Андрей Белый написал очень много томов – и все разное. Это он – Андрей Белый – написал «Серебряного голубя», «Петербург», «Котика Летаева», – начало «Эпопеи». Я думаю, он сам не знает, что такое «Эпопея». Иногда он пишет, что и «Симфония», и «Петербург», и «Серебряный голубь», и «Записки чудака» – только «медальоны огромной повести» («Записки мечтателей», том первый). А «Записки чудака» – только вступление к этой «Эпопее», и что он, Андрей Белый, хочет «писать, как сапожник». Он отрекается от романа и сам задает себе вопрос от лица читателя:
Что же это такое вы нам предлагаете? Это – ни повесть, ни даже дневник, а какие-то несвязанные кусочки воспоминаний и «перепрыги».

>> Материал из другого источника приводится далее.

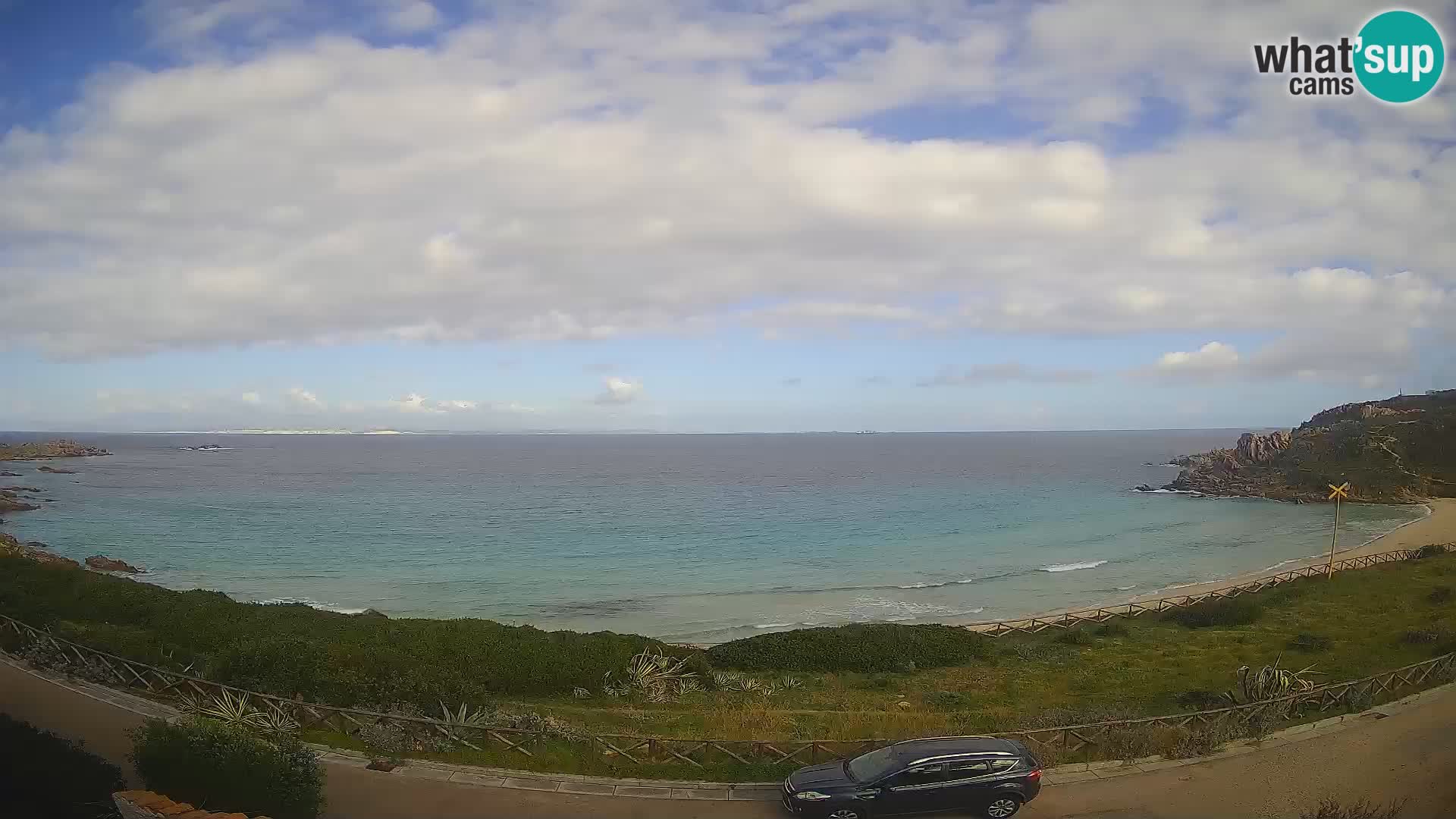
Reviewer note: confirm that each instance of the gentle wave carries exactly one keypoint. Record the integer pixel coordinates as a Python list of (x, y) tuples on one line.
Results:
[(1074, 566), (310, 604)]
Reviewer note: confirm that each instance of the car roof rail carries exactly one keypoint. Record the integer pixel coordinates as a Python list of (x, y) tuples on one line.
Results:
[(943, 739)]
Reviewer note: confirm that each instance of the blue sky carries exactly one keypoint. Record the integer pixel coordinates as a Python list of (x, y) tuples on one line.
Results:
[(707, 218)]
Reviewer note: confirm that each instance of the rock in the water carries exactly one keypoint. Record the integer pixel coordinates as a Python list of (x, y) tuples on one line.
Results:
[(104, 563), (49, 449), (11, 503)]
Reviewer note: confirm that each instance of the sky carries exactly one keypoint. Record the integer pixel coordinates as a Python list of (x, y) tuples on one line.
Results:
[(736, 216)]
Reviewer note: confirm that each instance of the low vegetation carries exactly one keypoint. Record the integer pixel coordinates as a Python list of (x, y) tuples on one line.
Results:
[(229, 767), (1334, 809), (851, 682), (42, 774)]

Однако не нужно переоценивать достоверность показания писателей о самих себе. Часто писатель говорит не о своем ремесле, а о той идеологической линии, с которой он хотел бы связать себя. Например, в указаниях литературной зависимости писатель очень часто укажет вам не своего учителя, а какого-нибудь другого писателя – только того, на кого он меньше похож. Например, Пильняк посвятит свою вещь не Андрею Белому, а Алексею Ремизову.
IIПрекрасно, товарищи, в Дрездене.
Там есть высокая гора, на которой весной цветут вишни. А внизу поля Саксонии. Они синие, как сини днем, при солнечном свете театральные декорации леса. Декорации леса пишут не зеленым, а синим тоном. Так сини, через весенний воздух, синие поля Германии. Сини с поправкой, делаемой памятью на зелень. И внизу, всю дорогу отталкиваемая все той же известковой стеною горы, бежит в Гамбург, бежит тусклая, как столовый нож, сверкая боком, Эльба.
И вот на этой горе (посетите ее, если будете в Дрездене; зовут ее не то Вишневая, не то Оленья) есть сад. В этом саду за каждым деревом стоит из железного прута сделанная форма. А дерево крепко притянуто своими ветками к этой форме. Формы изображают то контур женщины в юбке, то солдата в бескозырке, отдающего честь. И дерево, так как оно притянуто, тоже стоит и отдает честь. Завизжать от ужаса можно около этого сада. Дерево, отдающее честь антропософии, напоминает мне иногда цветущий, как вишня, к антропософии притянутый Андрей Белый. Андрей Белый обязан писать о Рудольфе Штейнере, срывать с себя маску и находить все антропософские цвета у Блока.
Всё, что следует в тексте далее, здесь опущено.